George W. Bush said the first decision the president of the free world makes is which carpet to get in the Oval Office. When Barack Obama moved into Bush’s vacated space, the carpet he chose had five quotes running around its border. They came from Theodore and Franklin Roosevelt, Abraham Lincoln, John F. Kennedy, and Martin Luther King Jr. The latter’s chosen phrase was: “The arc of the moral universe is long, but it bends toward justice.” Although wrongly attributed to King (the quote was actually the work of Boston preacher Theodore Parker), the message was clear. The U.S. had been through a long struggle — from Civil War to Civil Rights, through Reconstruction and Segregation — and America had ended up with an African American in the Oval Office. What is appealing about the story of the Civil Rights movement is its simplicity: its arc, while long, bends into a neat narrative. It can be plotted through major events that are etched into our consciousness: Brown v.
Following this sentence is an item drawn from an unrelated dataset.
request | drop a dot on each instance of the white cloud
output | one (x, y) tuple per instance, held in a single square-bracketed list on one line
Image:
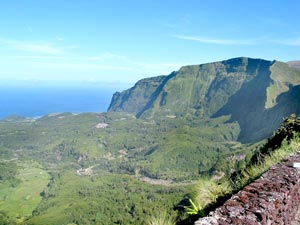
[(37, 47), (107, 56), (217, 41), (82, 66), (257, 41), (288, 41)]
Board, 1954; the Montgomery Bus Boycott, 1955; Little Rock, 1957; the Sit-Ins, 1960; the Freedom Rides, 1961; Birmingham and the March on Washington, 1963; the Civil Rights Act, 1964; and finally, Selma and the Voting Rights Act, 1965. Remember those events, remember those dates, and you’re sure to pass your exam. Yet if, as widely predicted (by veteran reporter Lyle Denniston and Atlantic correspondent Andrew Cohen), the present Supreme Court strikes down section 5 of the Voting Rights Act in Shelby County v. Holder, what does that mean for the civil rights narrative? Does 1965 lose its significance? Does the arc bend away from justice?
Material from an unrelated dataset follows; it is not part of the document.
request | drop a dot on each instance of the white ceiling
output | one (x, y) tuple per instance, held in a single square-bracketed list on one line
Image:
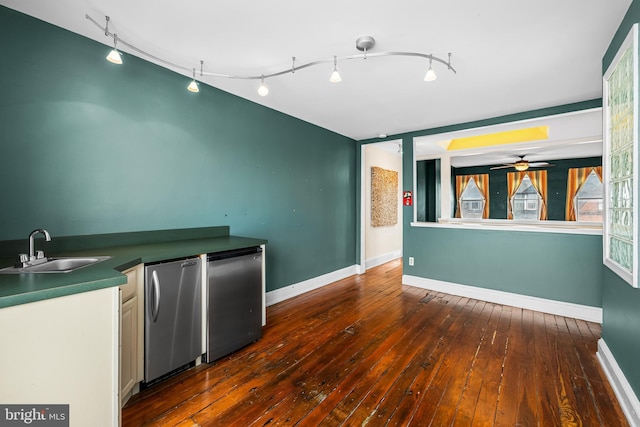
[(510, 56), (570, 135)]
Any blow to the Voting Rights Act is a major blow to the civil rights movement itself. “In the long saga of southern blacks’ efforts to win free and equal access to the ballot, no one event meant more than the voting rights campaign in Selma, Alabama, in the first three months of 1965,” wrote the acclaimed historian David J. Garrow. Section 5 of the act specifically targets nine historically discriminatory states that imposed a number of devices to prevent minorities from being eligible to vote. A defeat for section 5 will not be just a defeat for the bill itself. It will undermine the symbolism of everything that led to that bill.
… If section 5 is repealed, it will be largely because Americans have been lulled into a false sense of complacency. Those who celebrate the Civil Rights movement have put too much emphasis on past events and failed to convey a sense of ongoing urgency. More focus needs to be on what was not achieved by the 1965 act. For instance, school desegregation has not yielded the hoped-for social and educational dividends, and the enfranchisement of Southern African Americans has not toppled white domination in the South’s state politics.
None of this is to suggest that supporters of civil rights should welcome a repeal of section 5 with open arms. Rather, a defeat should be taken as an opportunity to turn away from the narrative of the inevitable arc once and for all. In order to truly preserve equality, Americans need to recognize that the struggle is ever-evolving. As the Reverend L. Francis Griffin, a longtime NAACP leader in Virginia, explained in 1979, “There is no voluntary movement toward greater equality. … This is still a battleground, the lines of separation still exist. … It’s a cold war now, and I look for it to go on.”